If you have any questions about your company’s practices and the impact of this enforcement action, please reach out to your regular Armstrong Teasdale lawyer or one of the listed authors.
[1] Press Release, SEC Charges Audit Firm BF Borgers and Its Owner with Massive Fraud Affecting More Than 1,500 SEC Filings, Securities and Exchange Commission (May 3, 2024), available at https://www.sec.gov/news/press-release/2024-51. The entire Order against BF Borgers CPA PC and its owner (the Order) may be accessed here.
[2] The Sarbanes-Oxley Act of 2002 established the PCAOB as a new independent quasi-governmental body to regulate accounting firms providing audits of public companies. The mission of the PCAOB is to “protect investors and further the public interest in the preparation of informative, accurate, and independent audit reports.”
[3] For example, in 2023, the SEC charged a different audit firm with systemic quality control failures and violations of audit standards in connection with audit work for hundreds of clients.
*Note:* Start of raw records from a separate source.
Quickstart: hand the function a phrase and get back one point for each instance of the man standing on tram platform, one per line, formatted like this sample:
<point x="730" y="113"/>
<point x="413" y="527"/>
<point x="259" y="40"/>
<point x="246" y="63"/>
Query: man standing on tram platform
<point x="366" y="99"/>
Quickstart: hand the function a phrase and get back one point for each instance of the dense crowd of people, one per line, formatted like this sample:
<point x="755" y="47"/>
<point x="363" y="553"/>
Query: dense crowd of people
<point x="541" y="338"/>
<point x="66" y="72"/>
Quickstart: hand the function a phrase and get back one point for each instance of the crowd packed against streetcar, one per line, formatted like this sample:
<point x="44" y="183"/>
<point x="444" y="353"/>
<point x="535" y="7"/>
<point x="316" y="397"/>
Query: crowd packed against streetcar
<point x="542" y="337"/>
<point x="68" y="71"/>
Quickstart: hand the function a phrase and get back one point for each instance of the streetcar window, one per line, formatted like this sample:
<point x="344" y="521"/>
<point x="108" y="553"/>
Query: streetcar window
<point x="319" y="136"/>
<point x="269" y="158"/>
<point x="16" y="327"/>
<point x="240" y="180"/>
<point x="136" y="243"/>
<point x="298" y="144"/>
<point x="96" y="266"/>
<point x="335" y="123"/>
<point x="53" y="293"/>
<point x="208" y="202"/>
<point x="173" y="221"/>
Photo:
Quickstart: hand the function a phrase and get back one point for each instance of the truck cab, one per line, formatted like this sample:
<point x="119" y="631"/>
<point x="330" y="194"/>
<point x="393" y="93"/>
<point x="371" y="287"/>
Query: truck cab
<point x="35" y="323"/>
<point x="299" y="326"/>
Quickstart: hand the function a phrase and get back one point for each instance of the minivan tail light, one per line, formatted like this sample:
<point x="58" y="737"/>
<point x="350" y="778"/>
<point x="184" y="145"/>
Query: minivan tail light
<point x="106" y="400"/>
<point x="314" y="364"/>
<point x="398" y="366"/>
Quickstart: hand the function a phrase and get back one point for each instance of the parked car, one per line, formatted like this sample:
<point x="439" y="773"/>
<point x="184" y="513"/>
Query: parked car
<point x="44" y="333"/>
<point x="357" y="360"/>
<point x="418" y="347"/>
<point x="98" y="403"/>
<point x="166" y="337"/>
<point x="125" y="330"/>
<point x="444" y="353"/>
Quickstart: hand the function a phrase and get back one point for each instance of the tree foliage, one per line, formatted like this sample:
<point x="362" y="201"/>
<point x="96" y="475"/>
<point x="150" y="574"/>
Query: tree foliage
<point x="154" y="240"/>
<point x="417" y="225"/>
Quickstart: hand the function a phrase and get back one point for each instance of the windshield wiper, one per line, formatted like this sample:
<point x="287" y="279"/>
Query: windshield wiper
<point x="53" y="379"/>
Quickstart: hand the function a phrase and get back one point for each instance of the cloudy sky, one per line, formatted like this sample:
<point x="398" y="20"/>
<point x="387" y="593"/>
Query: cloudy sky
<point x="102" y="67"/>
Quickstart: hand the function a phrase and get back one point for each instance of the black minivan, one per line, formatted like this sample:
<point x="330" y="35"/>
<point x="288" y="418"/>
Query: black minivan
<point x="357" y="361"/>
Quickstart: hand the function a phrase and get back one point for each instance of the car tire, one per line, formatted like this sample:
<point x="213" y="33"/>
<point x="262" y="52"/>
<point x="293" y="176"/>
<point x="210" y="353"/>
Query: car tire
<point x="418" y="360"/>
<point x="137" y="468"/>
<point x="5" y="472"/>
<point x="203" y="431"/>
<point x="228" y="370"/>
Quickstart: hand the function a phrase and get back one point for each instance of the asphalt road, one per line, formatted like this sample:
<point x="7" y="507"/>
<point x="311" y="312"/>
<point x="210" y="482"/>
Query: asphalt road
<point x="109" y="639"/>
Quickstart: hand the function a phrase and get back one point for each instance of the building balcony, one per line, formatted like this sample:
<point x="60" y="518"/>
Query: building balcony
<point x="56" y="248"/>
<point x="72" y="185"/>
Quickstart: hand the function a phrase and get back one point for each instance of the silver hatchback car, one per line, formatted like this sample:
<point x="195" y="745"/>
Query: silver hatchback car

See Securities and Exchange Act of 1934 Release No. 97773 (June 21, 2023).
[4] The Firm had a history of public disciplinary actions against it, as well as a troubled record on PCAOB inspection reports dating back to at least 2017.
- In 2018, the Colorado State Board of Accountancy (the Board) brought a disciplinary action against the Firm’s owner for engaging a certified public accountant not licensed in Colorado who signed PCAOB audit reports for a public company in 2014, 2015 and 2016 in violation of SEC rules.
- In 2024, the Board brought another disciplinary action against the Firm’s owner for, among other things, “fail[ing] to exercise due care in the performance of professional services” and “fail[ing] to meet generally accepted accounting principles or generally accepted auditing standards in the profession.”
- PCAOB inspection reports for 2017, 2021 and 2022 showed a 100% deficiency rate in the Firm audits PCAOB reviewed. The 2017 inspection report noted that “[c]ertain deficiencies identified were of such significance that it appeared to the inspection team that the Firm . . . had not obtained sufficient appropriate audit evidence to support its opinion that the financial statements were presented fairly, in all material respects, in conformity with the applicable financial reporting framework.”
- Last year, the Association of International Certified Professional Accountants terminated the Firm in its Peer Review Program because the Firm was “found to be so seriously deficient in its performance that education and remedial, corrective actions are not adequate.”
- Earlier this year, the Canadian Public Accountability Board banned the Firm from accepting new audit clients in Canada, citing 19 significant inspection findings and multiple violations of professional and Canadian Audit Standards.